(SZ)Stellen wir uns folgende indische Alltagssituation vor: Ein Taxi,
Marke "Hindustan Ambassador", bahnt sich seinen Weg durch die Straßen
Delhis. Der Fahrer macht Tempo, weder anderer Autos noch kreuzender
Menschen achtend. Plötzlich schleudert ein gewagtes Ausweichmanöver
mit anschließender Vollbremsung Chauffeur und Fahrgast nach vorn. Die
Ursache für den Nothalt bleibt ruhig im Staub der Straße liegen und
käut wieder. Es ist ein Zebu, eins jener falben Höckerrinder, die
sämtliche Wege und Plätze Indiens bevölkern. Nun bremst der Taxifahrer
nicht etwa, um das Leben der Wageninsassen zu schonen.
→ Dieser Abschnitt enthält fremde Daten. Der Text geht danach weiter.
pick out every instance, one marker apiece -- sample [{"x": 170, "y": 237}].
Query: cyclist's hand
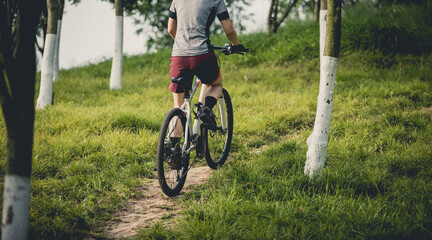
[{"x": 238, "y": 49}]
Er tut's in
Kenntnis einer brahmanischen Verfügung, nach der jeder zum
Unberührbaren wird, der ein Rind tötet.
Derart ehrfürchtiges Gebaren wird vielen Okzidentalen wohl stets
ebenso unverständlich bleiben wie die Tatsache, dass im indischen
Khagaria ein Lokführer seinen Zug entgleisen ließ, um den
Zusammenprall mit einer Heiligen Kuh zu verhindern. Wir sind es
gewohnt, unsere Rinder im Zweifel etwas robuster zu behandeln. Bei
Viehtransporten nehmen wir Bruch und Schwund in Kauf: Man verfrachtet
einige Dutzend schwarzbunte Holsteiner von ihrer Weide weg nach
Triest, wo sie umgehend eine achttägige Schiffsreise nach Beirut
antreten. Dort wirft man die Überlebenden auf Lastwagen, die sie flugs
zum Schächthof bringen. Wer Solches als notwendige Folge der
Sachzwänge moderner Tierverschickung hinnimmt, hat gewiss nur ein
Kopfschütteln übrig für das metaphysische Gewese, das der Hindu um
sein Hornvieh macht. Im übrigen streunen die Tiere in Indien ja herum
und müssen sich ihr Futter selbst suchen. Unsere Rinder dagegen
nennen, zumindest bis zum Abtransport, saftige Wiesen und wärmende
Ställe ihr Heim.
Darf es daher als Geste boviner Undankbarkeit gelten, was sich
unlängst in Oberbayern zutrug? Dort attackierten ohne erkennbaren
Anlass vier Kühe einen Mann, der an ihrer Weide vorbeispazierte und
traktierten ihn derart mit Horn und Huf, dass er ins Krankenhaus
musste. Ein Rätsel war dieses Verhalten dem örtlichen Amtstierarzt,
der beteuerte: "Unser Fleckvieh ist in der Region sehr bedächtig."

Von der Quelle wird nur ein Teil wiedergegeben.